So, let’s write our 𝑆𝑥𝑥, 𝑆𝑦𝑦 and 𝑆𝑥𝑦
values down here. And I can assure you it’s just a pure coincidence that they all ended in
nought point two. They don’t normally do that, and that’s just a quirk of these
particular numbers.

Now if you are doing a test or an exam, at this point in the question, they
might ask you for the variance of 𝑥, or the variance of 𝑦, or the
covariance of 𝑥 and 𝑦. So what you do is take those values you’ve
got there and divide them by 𝑛. So each of those values divided by five would give us these
answers over here. But of course, that’s not what we’re looking for today.
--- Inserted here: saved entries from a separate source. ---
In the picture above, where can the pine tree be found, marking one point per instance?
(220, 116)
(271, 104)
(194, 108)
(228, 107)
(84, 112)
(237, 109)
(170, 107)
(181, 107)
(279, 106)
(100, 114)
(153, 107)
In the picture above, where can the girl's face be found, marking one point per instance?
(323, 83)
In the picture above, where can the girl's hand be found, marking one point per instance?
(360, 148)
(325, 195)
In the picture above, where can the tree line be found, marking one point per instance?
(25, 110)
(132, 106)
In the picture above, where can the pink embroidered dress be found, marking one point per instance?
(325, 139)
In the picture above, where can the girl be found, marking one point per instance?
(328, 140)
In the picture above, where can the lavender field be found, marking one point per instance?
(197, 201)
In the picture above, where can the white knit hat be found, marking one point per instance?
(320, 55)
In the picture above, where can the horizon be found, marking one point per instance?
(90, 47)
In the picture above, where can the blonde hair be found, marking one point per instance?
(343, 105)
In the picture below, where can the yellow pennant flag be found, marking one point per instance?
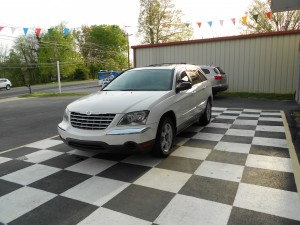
(244, 20)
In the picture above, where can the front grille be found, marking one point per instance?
(91, 122)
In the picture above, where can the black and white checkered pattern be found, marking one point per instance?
(236, 170)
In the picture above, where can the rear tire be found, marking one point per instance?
(164, 138)
(206, 117)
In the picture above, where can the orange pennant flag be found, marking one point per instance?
(38, 31)
(233, 20)
(244, 18)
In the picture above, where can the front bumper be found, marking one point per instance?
(109, 140)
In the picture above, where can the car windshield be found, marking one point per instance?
(142, 80)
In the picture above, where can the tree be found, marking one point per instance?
(103, 47)
(160, 22)
(55, 46)
(258, 21)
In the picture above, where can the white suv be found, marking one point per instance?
(142, 109)
(5, 83)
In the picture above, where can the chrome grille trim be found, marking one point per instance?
(91, 122)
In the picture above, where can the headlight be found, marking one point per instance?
(134, 118)
(66, 115)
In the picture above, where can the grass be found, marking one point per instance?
(257, 95)
(50, 94)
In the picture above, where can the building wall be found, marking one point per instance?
(261, 63)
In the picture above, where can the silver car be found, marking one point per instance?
(217, 78)
(5, 83)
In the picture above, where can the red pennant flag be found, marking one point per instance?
(38, 31)
(233, 20)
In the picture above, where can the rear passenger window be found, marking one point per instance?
(206, 71)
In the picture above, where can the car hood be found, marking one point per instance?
(118, 101)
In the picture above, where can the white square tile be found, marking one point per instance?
(91, 166)
(3, 159)
(223, 116)
(245, 122)
(270, 119)
(190, 152)
(41, 156)
(162, 179)
(143, 160)
(208, 136)
(268, 200)
(239, 132)
(233, 147)
(83, 153)
(189, 211)
(30, 174)
(250, 115)
(269, 162)
(96, 190)
(44, 144)
(180, 141)
(270, 128)
(103, 216)
(220, 171)
(281, 143)
(21, 201)
(219, 125)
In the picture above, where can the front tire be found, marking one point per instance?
(164, 138)
(206, 117)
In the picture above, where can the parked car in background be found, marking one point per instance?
(217, 77)
(5, 83)
(141, 109)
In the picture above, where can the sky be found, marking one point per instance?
(32, 14)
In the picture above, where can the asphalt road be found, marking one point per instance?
(28, 120)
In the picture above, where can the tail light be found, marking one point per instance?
(218, 77)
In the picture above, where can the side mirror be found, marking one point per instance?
(183, 86)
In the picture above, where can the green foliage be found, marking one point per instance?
(160, 22)
(281, 21)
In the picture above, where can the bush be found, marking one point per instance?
(80, 74)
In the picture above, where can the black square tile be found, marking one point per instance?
(200, 143)
(240, 216)
(227, 157)
(64, 161)
(268, 134)
(220, 120)
(124, 172)
(112, 156)
(214, 130)
(237, 139)
(59, 210)
(210, 189)
(269, 178)
(141, 202)
(61, 148)
(180, 164)
(12, 166)
(243, 127)
(60, 182)
(269, 151)
(17, 153)
(186, 134)
(269, 123)
(7, 187)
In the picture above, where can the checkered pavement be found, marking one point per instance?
(236, 170)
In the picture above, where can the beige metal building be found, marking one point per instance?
(256, 63)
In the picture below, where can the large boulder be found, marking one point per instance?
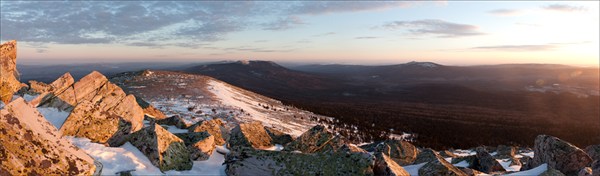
(200, 144)
(593, 151)
(214, 127)
(485, 162)
(559, 155)
(30, 145)
(278, 136)
(89, 121)
(316, 139)
(9, 83)
(251, 134)
(165, 150)
(440, 166)
(261, 162)
(384, 165)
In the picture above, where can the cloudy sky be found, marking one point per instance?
(454, 33)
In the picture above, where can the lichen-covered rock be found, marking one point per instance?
(199, 144)
(30, 145)
(593, 151)
(260, 162)
(503, 151)
(440, 166)
(214, 127)
(89, 121)
(384, 165)
(165, 150)
(426, 155)
(559, 155)
(278, 136)
(150, 110)
(9, 83)
(316, 139)
(485, 162)
(251, 134)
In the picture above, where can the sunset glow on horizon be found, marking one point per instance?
(452, 33)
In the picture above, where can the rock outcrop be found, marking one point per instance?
(278, 136)
(485, 162)
(261, 162)
(200, 144)
(384, 165)
(316, 139)
(89, 121)
(165, 150)
(440, 166)
(251, 134)
(9, 83)
(559, 154)
(214, 127)
(30, 145)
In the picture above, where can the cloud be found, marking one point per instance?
(367, 37)
(438, 28)
(564, 8)
(283, 23)
(518, 48)
(505, 12)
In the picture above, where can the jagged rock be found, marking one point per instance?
(9, 83)
(214, 127)
(149, 109)
(130, 111)
(439, 166)
(175, 120)
(485, 162)
(316, 139)
(165, 150)
(471, 172)
(199, 144)
(503, 151)
(552, 172)
(38, 87)
(261, 162)
(89, 121)
(250, 135)
(593, 151)
(426, 155)
(30, 145)
(384, 165)
(586, 171)
(559, 154)
(56, 88)
(278, 136)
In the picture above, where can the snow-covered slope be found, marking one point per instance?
(197, 98)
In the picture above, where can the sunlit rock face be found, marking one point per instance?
(8, 71)
(30, 145)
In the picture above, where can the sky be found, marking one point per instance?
(349, 32)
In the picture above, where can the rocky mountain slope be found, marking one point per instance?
(158, 122)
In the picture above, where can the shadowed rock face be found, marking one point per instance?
(250, 135)
(31, 145)
(165, 150)
(199, 144)
(261, 162)
(559, 155)
(317, 139)
(9, 83)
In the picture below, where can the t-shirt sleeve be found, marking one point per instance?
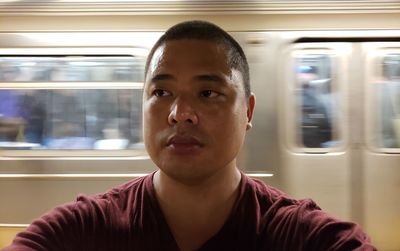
(63, 228)
(325, 232)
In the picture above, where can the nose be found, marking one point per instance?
(182, 111)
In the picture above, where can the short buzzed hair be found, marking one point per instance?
(202, 30)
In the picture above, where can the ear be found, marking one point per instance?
(251, 103)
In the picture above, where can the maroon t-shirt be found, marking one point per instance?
(129, 218)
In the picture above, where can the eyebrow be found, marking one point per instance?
(161, 77)
(212, 78)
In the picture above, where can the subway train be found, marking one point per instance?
(326, 75)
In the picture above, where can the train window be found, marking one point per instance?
(388, 102)
(56, 116)
(315, 101)
(71, 68)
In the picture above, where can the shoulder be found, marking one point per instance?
(290, 223)
(83, 221)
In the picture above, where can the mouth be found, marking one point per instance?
(184, 144)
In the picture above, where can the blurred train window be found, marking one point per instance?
(388, 102)
(315, 101)
(61, 117)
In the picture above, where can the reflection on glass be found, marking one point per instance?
(71, 68)
(315, 101)
(388, 90)
(71, 118)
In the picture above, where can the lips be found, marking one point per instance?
(184, 144)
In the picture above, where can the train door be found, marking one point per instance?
(340, 131)
(381, 173)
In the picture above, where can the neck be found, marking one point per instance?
(197, 211)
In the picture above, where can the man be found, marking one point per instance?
(197, 106)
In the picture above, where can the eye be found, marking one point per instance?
(208, 94)
(160, 93)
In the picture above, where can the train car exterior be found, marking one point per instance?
(326, 75)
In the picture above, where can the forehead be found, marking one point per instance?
(191, 53)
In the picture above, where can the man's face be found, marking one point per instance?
(195, 110)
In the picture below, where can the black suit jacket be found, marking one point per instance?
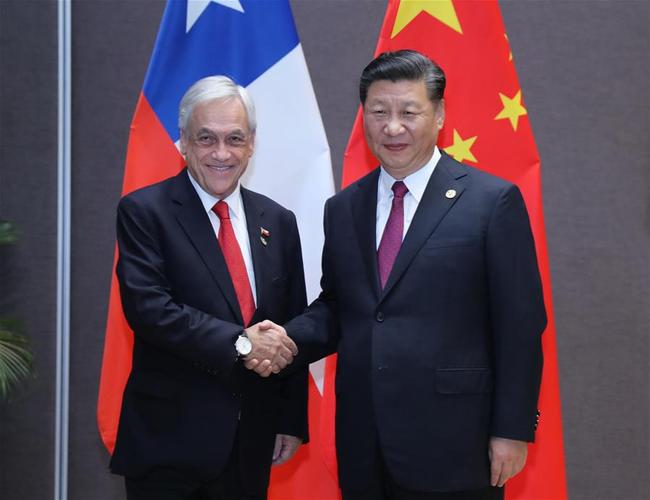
(187, 395)
(449, 352)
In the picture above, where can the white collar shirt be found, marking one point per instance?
(238, 221)
(416, 183)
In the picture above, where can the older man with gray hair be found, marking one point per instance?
(201, 261)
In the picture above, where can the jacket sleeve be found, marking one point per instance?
(517, 316)
(149, 306)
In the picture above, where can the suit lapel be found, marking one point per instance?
(195, 222)
(259, 252)
(364, 214)
(434, 205)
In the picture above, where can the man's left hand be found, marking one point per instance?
(507, 459)
(285, 447)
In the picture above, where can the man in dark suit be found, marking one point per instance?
(432, 298)
(200, 259)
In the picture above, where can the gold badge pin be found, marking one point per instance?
(265, 234)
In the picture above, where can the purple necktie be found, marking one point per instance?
(391, 240)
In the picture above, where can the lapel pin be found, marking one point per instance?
(264, 236)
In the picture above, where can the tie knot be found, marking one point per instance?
(221, 209)
(399, 189)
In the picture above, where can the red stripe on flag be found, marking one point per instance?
(151, 157)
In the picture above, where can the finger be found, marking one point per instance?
(264, 368)
(495, 472)
(291, 345)
(277, 448)
(267, 324)
(251, 363)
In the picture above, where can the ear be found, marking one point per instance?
(251, 145)
(440, 114)
(182, 143)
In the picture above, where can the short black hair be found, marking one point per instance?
(404, 65)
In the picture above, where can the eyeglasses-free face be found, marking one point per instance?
(217, 145)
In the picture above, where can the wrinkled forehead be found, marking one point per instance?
(219, 114)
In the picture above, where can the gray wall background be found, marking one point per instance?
(585, 73)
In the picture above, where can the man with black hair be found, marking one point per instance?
(431, 296)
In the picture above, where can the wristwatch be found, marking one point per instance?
(243, 345)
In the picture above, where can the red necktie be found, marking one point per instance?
(391, 240)
(235, 262)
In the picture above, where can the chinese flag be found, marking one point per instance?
(486, 126)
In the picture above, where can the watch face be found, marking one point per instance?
(243, 346)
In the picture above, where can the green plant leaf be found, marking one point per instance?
(15, 360)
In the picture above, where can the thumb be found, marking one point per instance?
(266, 324)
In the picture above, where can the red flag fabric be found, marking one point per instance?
(486, 126)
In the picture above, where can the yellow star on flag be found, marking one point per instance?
(512, 109)
(460, 149)
(442, 10)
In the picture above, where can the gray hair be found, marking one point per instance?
(213, 88)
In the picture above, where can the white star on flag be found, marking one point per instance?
(196, 7)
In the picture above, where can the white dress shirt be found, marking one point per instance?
(238, 221)
(416, 184)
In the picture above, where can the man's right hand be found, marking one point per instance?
(272, 350)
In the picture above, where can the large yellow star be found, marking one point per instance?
(512, 109)
(460, 149)
(442, 10)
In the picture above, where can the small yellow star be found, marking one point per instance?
(512, 109)
(460, 149)
(442, 10)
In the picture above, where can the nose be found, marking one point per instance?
(393, 126)
(220, 152)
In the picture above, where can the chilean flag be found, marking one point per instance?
(256, 44)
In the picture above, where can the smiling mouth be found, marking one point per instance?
(219, 168)
(395, 147)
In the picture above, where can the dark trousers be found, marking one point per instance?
(226, 486)
(383, 487)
We’re looking for the
Pearson’s product moment correlation coefficient, which is 𝑆𝑥𝑦 over the square root of
𝑆𝑥𝑥 times 𝑆𝑦𝑦. So plugging those values in for 𝑆𝑥𝑦, 𝑆𝑥𝑥, and
𝑆𝑦𝑦 gives us that calculation, which gives us an answer of nought point nine four five one seven six three one one seven,
and so on and so on, as far as your calculator will go. Now typically, you’d normally give
your answer to one or two decimal places, and depending on what the question asked for. So
rounding up to two decimal places, tells us that our Pearson’s product moment correlation coefficient is
nought point nine five, which is very close to one. So that’s strong positive correlation.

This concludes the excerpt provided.